Commissioners Bernie Pfeiffer, Mick Cochran, Duncan Pendlebury, Rosemary Enright, Michael Smith and Michael Jaquard attended the session, which primarily continued work on the effort to correct an unenforceable section of the ordinance related to preserving village character.

Swistak summed up the progress so far by noting that the panel at its last meeting had decided not to press homeowners to conform to new regulations if they own village property identified as a building of value. The decision was reached by consensus; however, no formal vote was taken.

The commission asked Town Planner Lisa Bryer to meet with the town solicitor to draft language that will correct the problematic sections in the zoning ordinance. The lawyer is also preparing amendments that will eventually go to the Town Council for a vote. Swistak estimated the solicitor’s work will require about a month.

Meanwhile, he said, the “discussion about residential guidelines is on the sidelines,” though he predicted the commissioners would ultimately “revisit ideas about education” as a way to encourage people to follow the design guidelines voluntarily.

Bryer said that design guidelines originally had been created to address issues with residential property. As a result, the information on commercial property was “kind of basic.” She predicted there could be “gaps in the pattern book that may not address commercial” properties.

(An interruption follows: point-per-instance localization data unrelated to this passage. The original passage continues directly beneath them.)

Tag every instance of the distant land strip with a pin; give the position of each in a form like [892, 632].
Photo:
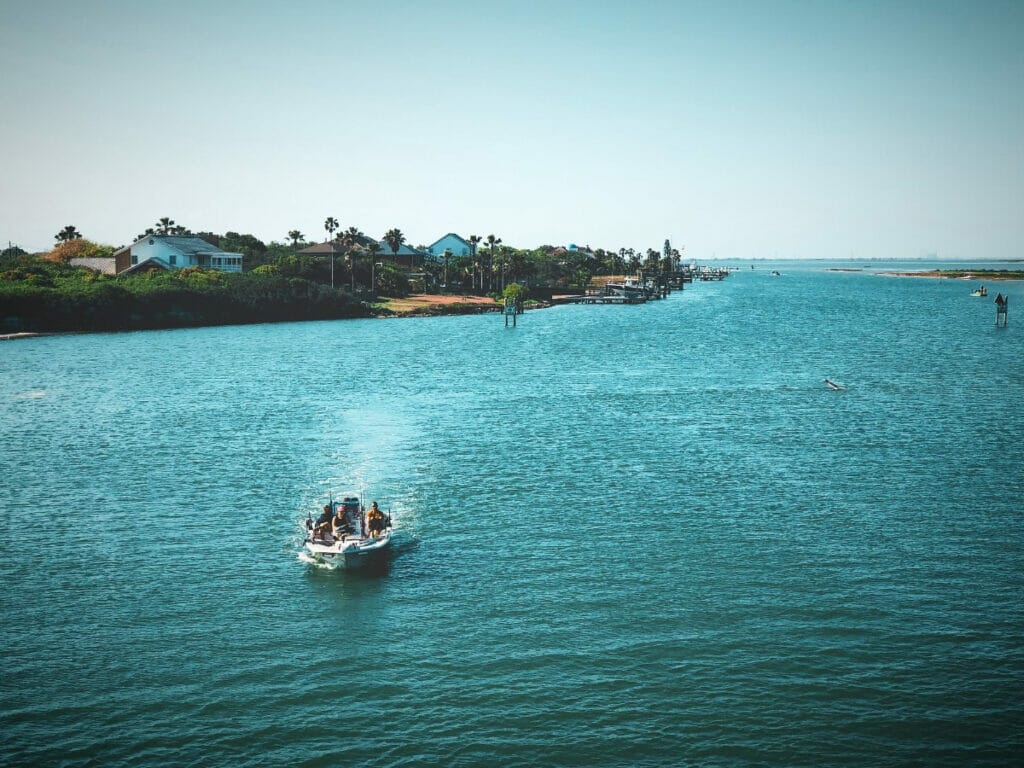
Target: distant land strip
[978, 274]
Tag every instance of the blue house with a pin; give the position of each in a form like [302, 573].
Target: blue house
[453, 243]
[175, 252]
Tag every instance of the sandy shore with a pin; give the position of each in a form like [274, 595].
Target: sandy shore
[958, 274]
[418, 304]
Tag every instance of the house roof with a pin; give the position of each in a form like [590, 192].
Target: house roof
[182, 244]
[452, 235]
[151, 263]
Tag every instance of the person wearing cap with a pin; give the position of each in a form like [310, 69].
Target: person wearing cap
[340, 524]
[375, 519]
[323, 524]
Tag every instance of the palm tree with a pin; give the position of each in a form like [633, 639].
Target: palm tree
[331, 223]
[373, 248]
[492, 242]
[394, 239]
[448, 255]
[68, 233]
[474, 241]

As a first step, she suggested reviewing Article 11 of the code to “make sure everything we’re telling them to do is in here.” If not, she said, staff could take photographs and update the materials. (The section defines the “purpose and intent to recognize the importance of community character and buildings of value.”)

Bryer also advocated bringing back Don Powers of consulting firm Union Studio to refresh some “graphic guidance” in the pattern book. Powers has been a consultant on architectural guidelines in the past. She indicated the updated book could work as a companion to the ordinance.

Initially, Swistak was not convinced the time was right to consults Powers. Smith also expressed some caveats.

“These are great guidelines,” he said. “They should remain guidelines.”

Smith indicated he did not favor making the guidelines part of the ordinance.

But Bryer said the applicants often cannot understand what the town wants them to do, and the design guidelines, which should solve that problem by showing a picture, have “some obvious gaps.”

Bryer went through the guidelines completely. When she finished making a list of gaps, Swistak polled the commissioners on who wanted to make the design guidelines part of the ordinance.

“Anybody have strong opposition?” Swistak asked.

“Besides me?” Smith replied. “I just see a lot of mischief.”

If they’re adopted, he predicted, they’ll prove a roadblock to development.

“Any added verbiage just clouds the issue all the more,” Smith said. “This is Mr. Powers’ version of an ideal world. This is not my version.”

He dismissed the guidelines as “window dressing.”

Smith said every property “is going to be a special case situation,” and anticipated the guidelines would “tie the people’s hands who want to develop that property.”

Pendlebury disagreed.

“The pattern book takes away from creating a special case for every condition,” he said. Plus, it helps “obviate the potential for something going disastrously wrong” like a McDonald’s coming to town.

“McDonald’s isn’t coming to town,” Smith shot back. “That’s a silly example.”

But on a walk from East Ferry to West Ferry, he said, anyone can see buildings ”that don’t fit the guidelines.”

“All the churches have been replaced,” Smith said, adding that it’s the “purpose of that commercial property that drives its design.”

“I’m not sure what you mean by that,” Pendlebury said. The design guidelines are merely “giving a visual aid to accompany the words in the zoning ordinance.”

“We could take some of these sketches and put them right into zoning, and some communities do that,” he said.

Pfeiffer thought the code could simply refer to the guidelines, especially because they’re already referenced in the ordinance.

Bryer said ultimately the “language that connects the zoning ordinance to the design guidelines is going to be key,” especially in determining whether the guidelines are mandatory, for guidance, or at the property owner’s discretion.

Jaquard said he also sees the guidelines and the code as “handin hand” companion documents.